Over 7,000 jobs to go at Standard Chartered as bank accelerates AI adoption

Standard Chartered has announced plans to cut more than 7,000 jobs over the next four years, as the London-headquartered lender accelerates its use of artificial intelligence to streamline operations and boost profitability.
Job cuts in detail
The bank said on Tuesday it would reduce 15% of its back-office roles by 2030, resulting in approximately 7,800 redundancies out of its roughly 52,000 corporate function and back-office staff. Standard Chartered’s total global workforce stands at nearly 82,000 employees, though independent data from Revelio Labs recorded 69,891 staff as of December 2025, reflecting a 3.8% year-on-year growth rate. The most affected roles are expected to be in the bank’s back-office centres in Chennai, Bengaluru, Kuala Lumpur and Warsaw, according to chief executive Bill Winters.
Winters stressed that the move is not about cutting costs. “It’s replacing in some cases lower-value human capital with the financial capital and the investment capital we’re putting in,” he said. Some staff will be reskilled as part of the transition.
AI’s role and reskilling
The job reductions are being driven by automation and the adoption of artificial intelligence, making Standard Chartered one of the first major global banks to explicitly tie thousands of redundancies to AI. Winters said the technology will be a “huge facilitator and enabler” as the bank automates more of its core banking system. Back-office and repetitive roles are most vulnerable, but the bank is also planning to redeploy workers into customer-facing positions and new roles created by the shift.

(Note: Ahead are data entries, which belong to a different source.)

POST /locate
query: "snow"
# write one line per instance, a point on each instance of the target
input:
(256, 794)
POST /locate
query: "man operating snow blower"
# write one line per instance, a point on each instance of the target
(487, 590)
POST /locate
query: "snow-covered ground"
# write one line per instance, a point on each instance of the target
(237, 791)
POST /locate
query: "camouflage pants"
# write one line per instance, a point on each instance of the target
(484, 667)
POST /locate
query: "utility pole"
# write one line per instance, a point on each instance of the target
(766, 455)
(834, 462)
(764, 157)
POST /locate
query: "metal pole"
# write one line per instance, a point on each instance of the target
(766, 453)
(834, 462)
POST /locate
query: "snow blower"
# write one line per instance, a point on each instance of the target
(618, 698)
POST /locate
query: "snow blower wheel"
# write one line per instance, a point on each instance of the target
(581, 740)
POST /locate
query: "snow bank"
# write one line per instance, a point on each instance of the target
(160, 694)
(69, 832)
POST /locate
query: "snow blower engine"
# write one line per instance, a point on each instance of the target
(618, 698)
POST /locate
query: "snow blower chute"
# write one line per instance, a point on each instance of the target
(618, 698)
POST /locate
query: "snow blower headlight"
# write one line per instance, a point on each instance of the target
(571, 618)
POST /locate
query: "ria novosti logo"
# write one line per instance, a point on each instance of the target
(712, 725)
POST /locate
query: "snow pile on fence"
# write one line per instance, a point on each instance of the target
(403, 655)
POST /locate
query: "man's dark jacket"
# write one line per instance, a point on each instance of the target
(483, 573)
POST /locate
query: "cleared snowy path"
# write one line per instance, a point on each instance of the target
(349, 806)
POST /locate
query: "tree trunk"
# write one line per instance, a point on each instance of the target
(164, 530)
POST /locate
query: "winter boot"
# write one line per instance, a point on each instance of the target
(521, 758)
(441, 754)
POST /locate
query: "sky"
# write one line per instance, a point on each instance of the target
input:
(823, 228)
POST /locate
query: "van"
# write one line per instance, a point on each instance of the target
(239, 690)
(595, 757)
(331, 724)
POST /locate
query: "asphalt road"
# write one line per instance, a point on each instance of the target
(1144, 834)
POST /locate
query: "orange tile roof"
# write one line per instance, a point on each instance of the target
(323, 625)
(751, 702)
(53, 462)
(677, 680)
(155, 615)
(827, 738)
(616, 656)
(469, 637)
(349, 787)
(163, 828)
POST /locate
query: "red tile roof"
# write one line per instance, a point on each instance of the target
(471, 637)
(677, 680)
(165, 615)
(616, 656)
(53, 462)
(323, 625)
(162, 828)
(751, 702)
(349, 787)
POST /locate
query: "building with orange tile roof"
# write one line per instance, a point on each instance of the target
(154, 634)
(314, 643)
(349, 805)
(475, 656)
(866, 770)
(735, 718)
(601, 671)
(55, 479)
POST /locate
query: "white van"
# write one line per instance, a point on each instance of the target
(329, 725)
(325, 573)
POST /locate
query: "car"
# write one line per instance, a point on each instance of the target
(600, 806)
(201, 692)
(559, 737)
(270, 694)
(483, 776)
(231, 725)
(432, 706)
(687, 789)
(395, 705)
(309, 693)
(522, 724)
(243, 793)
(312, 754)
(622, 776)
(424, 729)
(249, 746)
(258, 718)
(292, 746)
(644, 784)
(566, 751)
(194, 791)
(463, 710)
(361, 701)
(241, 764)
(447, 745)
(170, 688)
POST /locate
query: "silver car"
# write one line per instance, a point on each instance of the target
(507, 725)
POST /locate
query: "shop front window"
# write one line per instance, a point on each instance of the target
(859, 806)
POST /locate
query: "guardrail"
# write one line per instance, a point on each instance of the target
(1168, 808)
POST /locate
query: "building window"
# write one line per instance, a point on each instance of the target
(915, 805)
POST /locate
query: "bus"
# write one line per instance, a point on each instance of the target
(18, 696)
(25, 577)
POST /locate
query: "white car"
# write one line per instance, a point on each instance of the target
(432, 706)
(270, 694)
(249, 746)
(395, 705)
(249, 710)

Standard Chartered expects these changes to deliver significant productivity gains. The bank aims to increase income per employee by approximately 20% by 2028. It also targets a reduction in its cost-to-income ratio from 63% in 2025 to around 57% by 2028. On profitability, the lender is targeting a return on tangible equity (ROTE) of over 15% by 2028, rising to roughly 18% by 2030 — up from its previous 2025 target. The financial services industry more broadly is heavily investing in AI, with adoption accelerating across functions such as risk management, client service and trade processing, raising wider concerns about job displacement in the sector.
Transformation and strategic context
The cuts and updated financial targets come as Standard Chartered nears the end of a decade-long effort to transform itself from a potential takeover target into a consistently profitable institution. Winters, who has been chief executive for 11 years, is expected to remain in post for the next few years to oversee the implementation of the new strategy, addressing market speculation about succession planning. In February, Manus Costello was appointed permanent chief financial officer, succeeding Diego De Giorgi, who resigned.
Geopolitical uncertainty clouds the outlook for some of the bank’s key markets in Asia-Pacific and Africa. Standard Chartered set aside $190m (£142m) in precautionary provisions in the first three months of the year linked to the Middle East conflict, and analysts have warned that Asia-Pacific banks may need to raise loan-loss provisions further if the Iran conflict drags on, as higher energy costs and weaker growth strain borrowers. Winters insisted the bank is “extremely resilient” in the face of these risks. Markets reacted positively to the announcement, with Standard Chartered’s shares rising about 2.5% in Hong Kong, outperforming the benchmark Hang Seng Index.
Beyond the job cuts, the bank is positioning Hong Kong as a central pillar of its growth strategy, describing it as its largest and fastest-growing market. Standard Chartered is accelerating its wealth and retail banking business, targeting $200bn in net new money by 2028. The lender achieved its 2026 medium-term financial targets a year ahead of schedule and, on sustainability, ranks 37th in the Financial Sector Benchmark, with strong performance in environmental footprints but room for improvement in disclosure and transition planning. In other recent developments, Federal Bank announced in April 2026 that it would acquire select credit card portfolios from Standard Chartered, and in February 2026 the bank adopted LSEG Multi-Asset Data across its Corporate and Investment Bank.